Reading, of course! Although I occasionally write book reviews, so then it becomes work, which is fantastic. I wish I had more time for making greeting cards and a little bit of scrapbooking and stamping. I’m a fan of Tim Holtz. But I have a long way to go before I get to the point of producing any of the amazing stuff I see online by really dedicated scrappers. I also enjoy going for urban hikes around San Francisco (there are so many hills, so I always get a good workout) and nature hikes in the beautiful areas nearby, like Marin County.
4. What is your next project?
I’ve been working on a sequel to The Flower Bowl Spell, and also a prequel, which will be YA and takes place when Memphis is 15 years old. I also drafted an upmarket fiction novel about two sisters who own a tea shop in San Francisco. And then there’s my collection of short stories. I might do a poll soon on my website, oliviaboler.com, to find out which of those projects readers would like me to publish next.

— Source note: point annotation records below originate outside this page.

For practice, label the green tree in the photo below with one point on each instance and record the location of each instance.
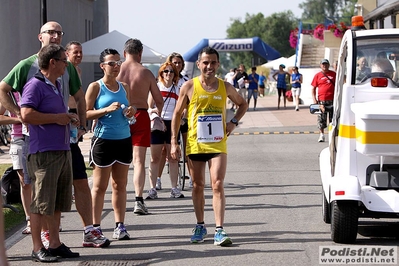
(317, 11)
(273, 30)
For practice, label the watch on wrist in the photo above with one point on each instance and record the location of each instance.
(234, 121)
(82, 128)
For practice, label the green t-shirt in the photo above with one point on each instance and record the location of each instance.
(28, 67)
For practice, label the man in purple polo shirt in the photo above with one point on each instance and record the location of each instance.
(49, 162)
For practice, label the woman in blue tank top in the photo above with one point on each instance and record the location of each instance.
(111, 147)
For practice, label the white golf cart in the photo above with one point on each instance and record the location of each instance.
(360, 168)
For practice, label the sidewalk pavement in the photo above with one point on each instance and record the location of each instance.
(266, 119)
(162, 238)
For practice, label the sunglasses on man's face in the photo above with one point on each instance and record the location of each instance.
(113, 63)
(166, 71)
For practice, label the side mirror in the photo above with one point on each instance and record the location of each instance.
(314, 109)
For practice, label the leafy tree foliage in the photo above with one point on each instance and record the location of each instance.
(273, 30)
(317, 11)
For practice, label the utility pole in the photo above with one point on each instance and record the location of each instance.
(44, 11)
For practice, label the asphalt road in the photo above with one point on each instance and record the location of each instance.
(273, 213)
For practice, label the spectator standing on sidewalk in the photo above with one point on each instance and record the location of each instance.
(205, 97)
(51, 32)
(253, 79)
(167, 82)
(17, 147)
(240, 80)
(111, 149)
(281, 84)
(141, 82)
(49, 161)
(324, 82)
(83, 203)
(261, 84)
(296, 81)
(178, 61)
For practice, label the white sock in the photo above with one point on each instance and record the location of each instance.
(88, 228)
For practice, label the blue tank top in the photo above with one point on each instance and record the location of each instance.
(113, 125)
(281, 84)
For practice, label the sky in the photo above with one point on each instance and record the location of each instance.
(168, 26)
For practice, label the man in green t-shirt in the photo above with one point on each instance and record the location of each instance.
(51, 32)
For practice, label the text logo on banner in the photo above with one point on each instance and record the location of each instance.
(232, 45)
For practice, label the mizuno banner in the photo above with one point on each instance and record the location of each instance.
(233, 45)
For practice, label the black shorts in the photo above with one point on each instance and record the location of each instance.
(105, 152)
(78, 162)
(202, 157)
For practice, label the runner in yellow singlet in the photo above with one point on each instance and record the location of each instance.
(205, 97)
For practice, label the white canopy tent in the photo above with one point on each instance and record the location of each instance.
(288, 62)
(116, 40)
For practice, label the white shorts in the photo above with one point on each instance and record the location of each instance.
(296, 91)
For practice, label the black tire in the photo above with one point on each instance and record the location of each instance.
(182, 164)
(326, 209)
(344, 221)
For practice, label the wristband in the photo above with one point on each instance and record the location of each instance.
(82, 128)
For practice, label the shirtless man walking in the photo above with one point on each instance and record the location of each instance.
(141, 82)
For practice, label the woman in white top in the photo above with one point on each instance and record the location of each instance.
(168, 78)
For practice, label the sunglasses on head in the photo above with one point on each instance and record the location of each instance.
(113, 63)
(166, 71)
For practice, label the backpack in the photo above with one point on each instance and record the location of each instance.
(11, 187)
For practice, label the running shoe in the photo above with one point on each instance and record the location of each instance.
(176, 193)
(221, 238)
(152, 194)
(140, 208)
(158, 186)
(63, 252)
(45, 235)
(95, 239)
(199, 232)
(120, 233)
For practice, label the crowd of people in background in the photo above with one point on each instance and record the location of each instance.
(123, 105)
(52, 171)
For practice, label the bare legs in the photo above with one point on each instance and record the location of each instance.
(217, 170)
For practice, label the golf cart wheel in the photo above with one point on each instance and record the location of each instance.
(344, 221)
(326, 209)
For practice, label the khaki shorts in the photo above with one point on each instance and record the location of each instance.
(16, 154)
(51, 174)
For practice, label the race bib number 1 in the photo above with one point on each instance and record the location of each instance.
(210, 128)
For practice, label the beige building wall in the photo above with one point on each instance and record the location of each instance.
(20, 22)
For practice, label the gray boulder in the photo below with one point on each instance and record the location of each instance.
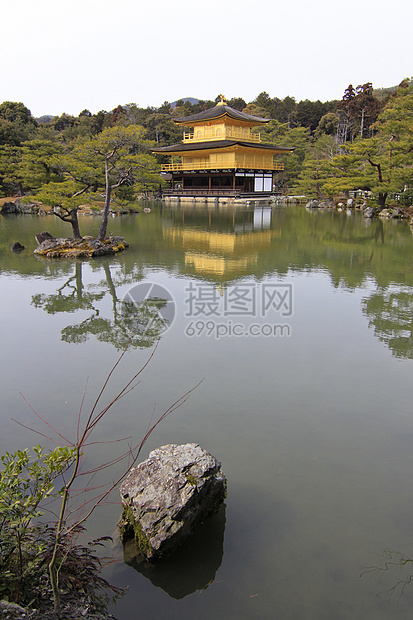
(8, 207)
(312, 204)
(16, 247)
(368, 212)
(168, 496)
(44, 236)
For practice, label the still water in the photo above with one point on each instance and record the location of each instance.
(300, 326)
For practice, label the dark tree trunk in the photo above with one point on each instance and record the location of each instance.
(71, 218)
(104, 225)
(382, 199)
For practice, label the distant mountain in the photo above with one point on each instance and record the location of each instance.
(191, 100)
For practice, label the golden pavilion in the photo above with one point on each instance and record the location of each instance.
(221, 156)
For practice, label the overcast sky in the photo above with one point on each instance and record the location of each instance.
(67, 56)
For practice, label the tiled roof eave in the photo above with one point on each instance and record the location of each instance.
(219, 144)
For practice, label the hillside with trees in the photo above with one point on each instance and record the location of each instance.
(364, 141)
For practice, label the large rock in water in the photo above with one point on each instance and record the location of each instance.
(167, 496)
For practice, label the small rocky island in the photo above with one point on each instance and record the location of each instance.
(85, 247)
(168, 496)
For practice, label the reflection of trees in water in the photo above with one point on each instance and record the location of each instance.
(390, 314)
(129, 324)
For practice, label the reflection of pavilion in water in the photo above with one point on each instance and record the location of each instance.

5. What are some of your favorite witchy books and movies?
Oh wow, that’s a good question. I love the Harry Potter series, of course, both books and movies. Practical Magic by Alice Hoffman was a fun book and movie. Not exactly about witches, but Willow from Buffy the Vampire Slayer has to go on my list of favorite witches of all time. The Wizard of Oz is a must, and every kid should read The Lion, the Witch, and the Wardrobe. As an adult, I enjoyed A Discovery of Witches, and while it’s not witches, Jonathan Strange & Mr. Norrell is about magic and fairies.